まず第一に、アクセスが多いキーワードで1位を獲得することは現在の検索エンジンの仕組みを考えると非常に難しいといえます。つまり、既に「1位を獲得している他のサイトを押しのけて更にその上位をゲットする」という状況を作り出すことは実現がほとんど不可能に近いといえます。(※仮に実行するにしても、費用対効果が悪すぎて話になりません。しかも、効果は一時的なものです。)

第二に、仮に月間アクセス数の多いキーワードで「1位」を取ったからといって以前(2012年より昔の時代)のように成約数や売上が爆発的に増えるわけではない、ということです。(これについては別の機会で詳しくご説明しましょう。)

これが冒頭で申し上げた「ある意味では合ってるかもしれないが、ある文脈では合っていないともいえる」の言葉の意味です。

しかも、「1位を取れば売上が増える」かどうかについては、扱っている商品の性質、業界、キーワードの内容などによって状況が様々なので、「アクセスの多いキーワードで上位表示することだけを考えればいい」という考え方は誤っているといえます。

では、SEOの本当の目的は一体何なのか?

SEO対策と聞くと、多くの企業人、或いは、個人事業主、アフィリエイターの方は、「売上を上げるための一つの手段にすぎない」程度にしか認識されていないのかもしれません。

ですが、当ページでSEOの歴史をご説明してきましたように、SEO対策の意味が大きくかわってきているんです。

SEOの意味を理解する一番の方法はGoogleの公式サイトでガイドラインの原文(英語)を読んでみるのが一番いいかもしれません。ただ、公式サイトの原文は英語なので、Googleが考えていることを簡単に以下にまとめておきましょう。

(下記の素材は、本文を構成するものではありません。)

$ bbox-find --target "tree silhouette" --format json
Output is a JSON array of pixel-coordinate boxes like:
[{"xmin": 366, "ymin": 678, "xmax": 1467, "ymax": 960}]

Googleが考えていること(目指していること)とは?

Googleが考えていること・目指していること

  1. 全ての検索ユーザーにとって分かりやすく、有意義な情報を提供できるような仕組み作り
  2. ユーザーを意図的に騙すような情報のブロック(悪質な意図をもったサイトを検索エンジンから排除)
  3. ユーザーの検索意図に可能な限り正確にマッチするような情報の掲載。そのための改善。
  4. ユーザーの検索目的に沿っていない情報により利便性が損なわれる事態を防ぐ。そのための改善・取り組み。

Googleが目指していることは他にもたくさんありますが、これだけ読んでいただければGoogleが検索エンジンに対してどのようなことを理想として掲げているかお分かりですね?

逆にいえば、Googleが理想・目的としていることに違反するようなことを悪意・意図をもって積極的に行うことは「自滅」を意味します。
(なぜなら、検索エンジンからアナタのWebサイトが削除、もしくは、「圏外」に追放されるので。)

「SEO対策」の「対策」という言葉には、もともとこのような「意図的な」といったニュアンスが込められているものでした(2012年以前の時代では)。

今後SEOはどうなっていくのか?

2017年現在では、「いかにして検索ユーザーにとって役立つような、価値のある質の高い情報を構築していけばいいか?」という考え方がSEOの本質となっています。

「他人を押しのけてでも、自分のサイトをキーワードで上位表示させて売上を伸ばす」という自己中心的な考え方から「如何にして人に貢献するような情報を構築していけばいいか」を考えていく時代に変わった、ということなのです。